Kemençe sesini duyduğumuz anda damarlarımızda Karadeniz akıyor, horon halkasını gördüğümüz anda ayaklar kendi kendine oynamaya başlıyor.
Bu buluşma artık bir Karadeniz şenliği haline dönüştü
Muhabbetin, kahkahanın, dedikodunun en güzeli burada yapılıyor.
Bir bakıyorsun siyasiler yan yana, bir bakıyorsun eski okul arkadaşına rastlıyorsun, bir bakıyorsun elinde kemençe çalan bir dede “hadi uşağum oynayın!” diye bağırıyor.
Sanatçılardan biri iniyor biri çıkıyor,
Kültürel ve sanatsal etkinler peş peşe yapılıyor
Trabzon Büyükşehir ve ilçe belediyeleri ile derneklerin stantları, yöresel ürünler, kemençe tınıları…
Hepsi bizi şehrimize daha da yaklaştırıyor.

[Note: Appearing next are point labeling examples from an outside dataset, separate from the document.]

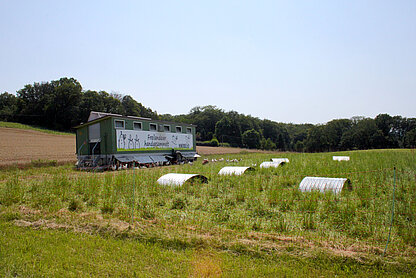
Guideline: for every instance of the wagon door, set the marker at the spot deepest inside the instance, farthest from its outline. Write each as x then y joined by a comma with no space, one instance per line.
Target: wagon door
94,139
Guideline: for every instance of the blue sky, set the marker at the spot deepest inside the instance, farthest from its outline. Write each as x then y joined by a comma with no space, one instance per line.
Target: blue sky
287,61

Bu günler, hemşehriliğin, kardeşliğin, dostluğun, özlemin, hatırlanmanın, vefanın kıymetini bir kez daha anlamamıza vesile oluyor.
Komşuluğun, dayanışmanın, bir sofrada ekmeği paylaşmanın güzelliğini hatırlatıyor. Trabzonspor formalarıyla dolaşan gençler, elinde tulumuyla fotoğraf çektiren bebeler, çocuklar, sırtında sepetiyle gelen teyzeler…

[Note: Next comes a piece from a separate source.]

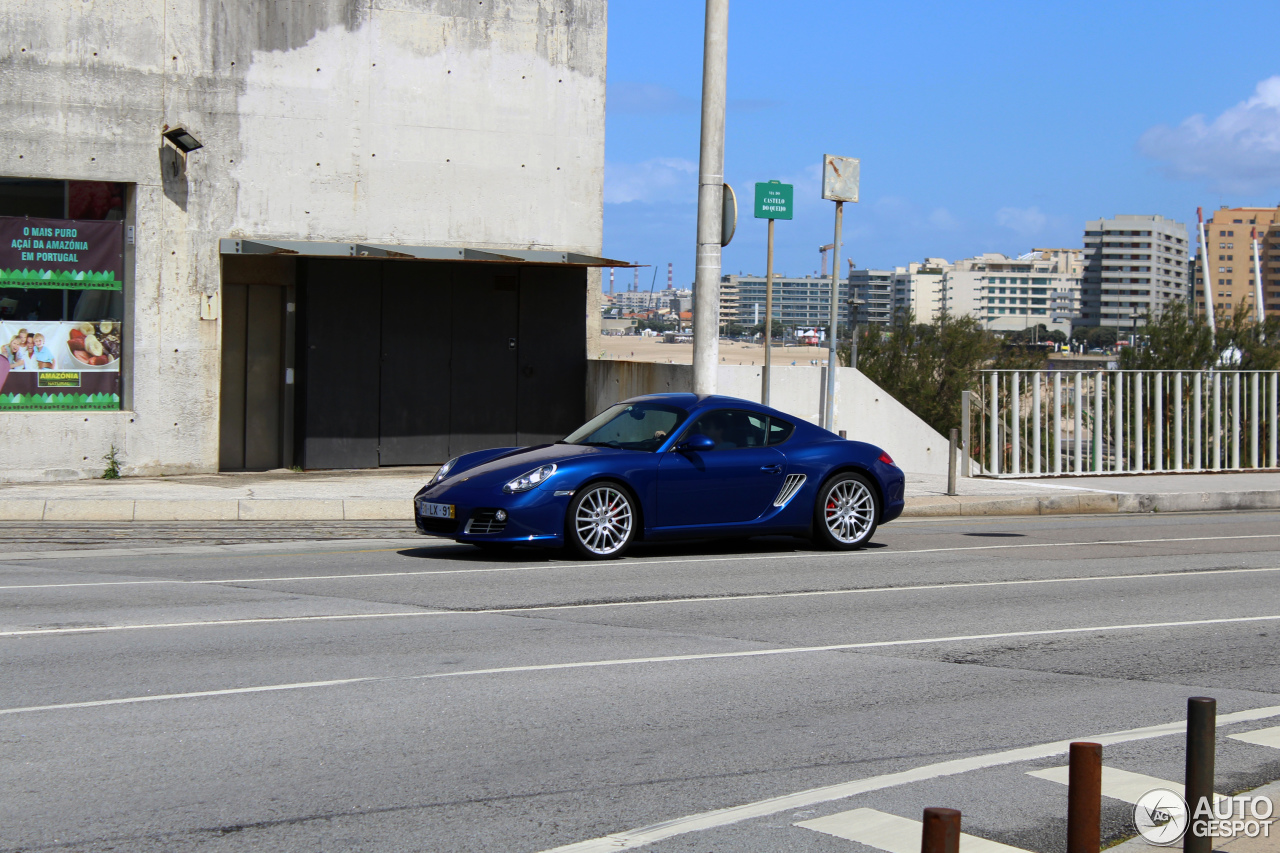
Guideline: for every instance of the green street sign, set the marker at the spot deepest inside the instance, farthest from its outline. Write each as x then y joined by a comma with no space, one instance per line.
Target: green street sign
775,200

Hepimiz aynı kültürün birer parçası olduğumuzu hissediyoruz bir kez daha.
Trabzon Günleri aynı zamanda bir buluşma, kaynaşma fırsatıdır.
Siyasetçisi, sporcusu, sanatçısı bir araya geliyor; memleket meseleleri konuşuluyor, yeni dostluklar kuruluyor, eskimeye yüz tutan dostlukları perçinleştiriyor.
Kısacası bu günler, sadece karnımızı değil, ruhumuzu da doyuruyor.
O yüzden, Trabzon Günleri’ne gitmek sadece bir etkinlik ziyareti değil; kimliğimize, geçmişimize ve değerlerimize sahip çıkmaktır.
Trabzon’un hırçın dalgaları gibi coşkulu, yaylaları gibi serin, insanı gibi sıcakkanlı bir buluşmaya tanıklık ediyoruz.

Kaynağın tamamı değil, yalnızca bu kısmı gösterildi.